Raíces del Mundo en Tierra Chilena
- Santiago Toledo Ordoñez
- 12 may
- 3 Min. de lectura
Todo comenzó con Margaret Wilkinson, una inglesa de acento refinado, mirada curiosa y una energía que nunca envejecía. En los años sesenta, Margaret dejó las frías calles de Londres para cruzar el mundo con una beca de enseñanza. Su destino fue Chile, un país del que sabía poco más que su forma larga y angosta en el mapa. No esperaba encontrar el amor, pero entonces conoció a Ernesto Valderrama, un hombre chileno de campo con las manos curtidas por la tierra y el corazón abierto como el cielo de Atacama.
Se enamoraron entre clases de inglés y paseos por los viñedos. Su hijo, Arturo, nació escuchando tanto The Beatles como Violeta Parra. Aprendió a tomar té a las cinco y a tomar mate con los amigos. Desde niño entendió que su sangre no era de un solo origen, y eso lo hacía especial.
De adulto, Arturo se casó con Mei Lee, una chilena de ascendencia china, hija de inmigrantes cantoneses que habían abierto una tienda de abarrotes en Iquique. Mei era brillante, creativa y tenía el talento de unir culturas con sus recetas. Inventó el “chopai”, un pan chino con forma de sopaipilla, que se hizo famoso entre los vecinos.
Tuvieron dos hijos: Héctor y Catalina Valderrama-Lee. Ambos crecieron celebrando el Año Nuevo Chino y la Navidad con pan de pascua. Mezclaban acento chileno con palabras en cantonés y conocían las historias de sus abuelos como si fueran propias.
Catalina, la menor, se enamoró de Haruto, un japonés que vino a estudiar arquitectura y terminó diseñando casas antisísmicas en el sur. Haruto no entendía el chileno al principio (“¿cachai?” lo confundía), pero se adaptó rápidamente y encontró en Catalina su complemento perfecto. Tuvieron un hijo: Nico Haruto Valderrama, un niño de ojos rasgados, piel morena y una herencia tan rica que ni el colegio podía clasificarla.
En paralelo, Héctor se casó con Ernesto Jr., un tico (costarricense) amante del café fuerte y la naturaleza. Ernesto se adaptó bien a Santiago, aunque nunca dejó de decir “pura vida” cada vez que podía. En su casa se hablaba de volcanes ticos, terremotos chilenos y del amor por la tierra.

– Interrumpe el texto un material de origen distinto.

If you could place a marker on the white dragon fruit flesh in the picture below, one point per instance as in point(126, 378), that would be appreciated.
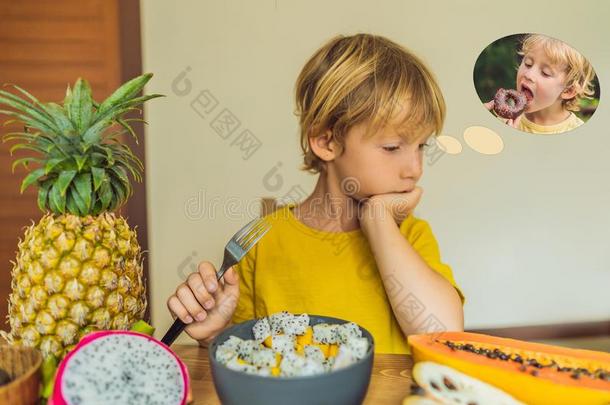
point(121, 367)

En las reuniones familiares también estaban los cuñados argentinos de Mei: Diego y Belén, dos hermanos que se tomaban el asado muy en serio y discutían con entusiasmo sobre política, fútbol y tango. Su acento cruzaba la cordillera y traía sabor a dulce de leche.
Y no podemos olvidar a la suegra neozelandesa de Arturo, Moana, una mujer que cantaba en maorí, usaba flores en el pelo y contaba historias de ballenas que hablaban. Cada vez que visitaba, se sentaba con Nico a tocar el ukelele y enseñarle palabras en te reo.
El sobrino Emiliano, de México, llegaba con sombreros, picante y un humor que contagiaba a todos. Cada vez que hablaba, la casa se llenaba de carcajadas y rancheras.
¿Chilenos? Sí. ¿Solamente chilenos? Jamás.
En esa casa en Ñuñoa, con olores de curry, ceviche y té negro, se tejía algo más grande que una familia. Eran el resumen de siglos de migraciones, de mezclas, de corazones abiertos a otras culturas. No eran 100% de ningún lugar, pero eran herederos de todos.
Decían “weón” y “che”, bailaban cueca y bachata, tomaban té inglés y comían sushi. En sus genes vivía el planeta entero.
Porque ser chileno no significa ser una sola cosa. Significa haber sido tocado por muchas culturas y elegir Chile como el lugar donde todo se entrelaza.